According to Cornelissen and Clarke (2010), new venture creation requires the entrepreneur to not only develop mental models of the market, so as to identify and act on opportunities, but also situate such understanding in a wider social environment, evoking meaning in line with political interests that matter as far as realization of the entrepreneurial opportunity is concerned. To do so, the entrepreneur: (i) must construct a reality based on his/her beliefs about an emerging opportunity and (ii) be able to articulate the reality to other stakeholders that matter as far as launching and growing the venture is concerned (Vaghely and Julien, 2010). Together, these tasks involve a dynamic process of sensemaking-sensegiving on the part of the entrepreneur (Bettiol, Maria and Finotto, 2012). Gioia and Chittipeddi (1991) developed the sensemaking- sensegiving framework to explain how organizations accomplish strategic change. The first process, sensemaking, is how the organizational leader searches information relating to the internal and external environments and engage in meaning- making, in order to identify strategic imperatives and a plan for action. The second process, sensegiving, relates to how the leader communicates his/her understanding to organizational members and influence the latter's meaning-making process. Because our study is concerned with change in entrepreneurial growth intentions over time, we adopt the sensemaking-sensegiving framework to understand how this process of change evolves and factors that influence the process. In doing so, we arrive at the 3P model, which suggests three sets of factors drive the evolution of growth intentions over time: Precursors, Process, and Product.

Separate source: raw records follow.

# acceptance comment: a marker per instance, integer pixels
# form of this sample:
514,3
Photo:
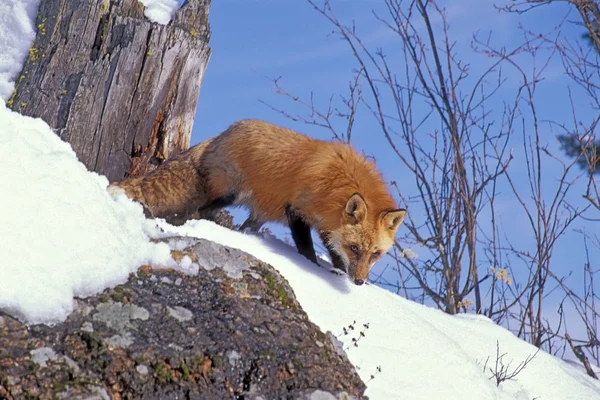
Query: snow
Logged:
62,234
17,32
423,353
160,11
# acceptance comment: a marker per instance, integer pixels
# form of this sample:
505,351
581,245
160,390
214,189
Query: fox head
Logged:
363,238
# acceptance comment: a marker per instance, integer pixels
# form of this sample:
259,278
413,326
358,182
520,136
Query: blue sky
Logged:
252,39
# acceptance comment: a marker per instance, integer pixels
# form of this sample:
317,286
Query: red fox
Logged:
280,175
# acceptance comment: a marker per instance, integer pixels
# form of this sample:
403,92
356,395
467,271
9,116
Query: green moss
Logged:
185,371
163,373
272,283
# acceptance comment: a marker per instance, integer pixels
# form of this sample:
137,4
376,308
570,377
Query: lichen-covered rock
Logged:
233,331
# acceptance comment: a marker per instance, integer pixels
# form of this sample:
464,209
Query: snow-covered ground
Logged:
62,235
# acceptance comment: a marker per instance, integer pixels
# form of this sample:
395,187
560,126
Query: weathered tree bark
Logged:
121,89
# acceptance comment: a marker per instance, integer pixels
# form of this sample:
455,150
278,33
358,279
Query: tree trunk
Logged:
121,89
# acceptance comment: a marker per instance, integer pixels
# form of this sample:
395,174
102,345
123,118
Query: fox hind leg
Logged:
301,234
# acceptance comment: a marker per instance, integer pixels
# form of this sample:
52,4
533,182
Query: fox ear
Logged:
391,219
356,209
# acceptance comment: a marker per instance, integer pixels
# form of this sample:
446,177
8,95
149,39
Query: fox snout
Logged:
358,273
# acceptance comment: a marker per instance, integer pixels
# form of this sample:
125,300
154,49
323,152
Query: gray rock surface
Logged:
234,331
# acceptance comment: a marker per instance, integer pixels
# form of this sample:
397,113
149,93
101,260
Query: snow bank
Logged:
160,11
61,234
17,32
423,353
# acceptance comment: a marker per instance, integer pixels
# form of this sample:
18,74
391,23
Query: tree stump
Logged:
119,88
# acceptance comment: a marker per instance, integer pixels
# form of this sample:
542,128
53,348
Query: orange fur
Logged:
281,175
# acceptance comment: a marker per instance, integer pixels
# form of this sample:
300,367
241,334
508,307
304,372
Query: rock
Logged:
235,330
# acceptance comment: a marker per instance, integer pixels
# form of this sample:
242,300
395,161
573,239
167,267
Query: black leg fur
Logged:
336,260
301,234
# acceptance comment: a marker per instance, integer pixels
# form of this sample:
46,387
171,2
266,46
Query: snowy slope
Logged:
423,353
63,236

New venture growth is a complex process. It is affected by a range of factors: (i) the entrepreneur's personality, motivation, aspirations, knowledge, and experience; (ii) resources available, from the entrepreneur as well as external sources; (iii) industry and geographical context the venture is located in; (iv) organizational structure and processes adopted; and (v) the venture's strategy for achieving growth (Delmar, Davidsson and Gartner, 2003; Gilbert et al. …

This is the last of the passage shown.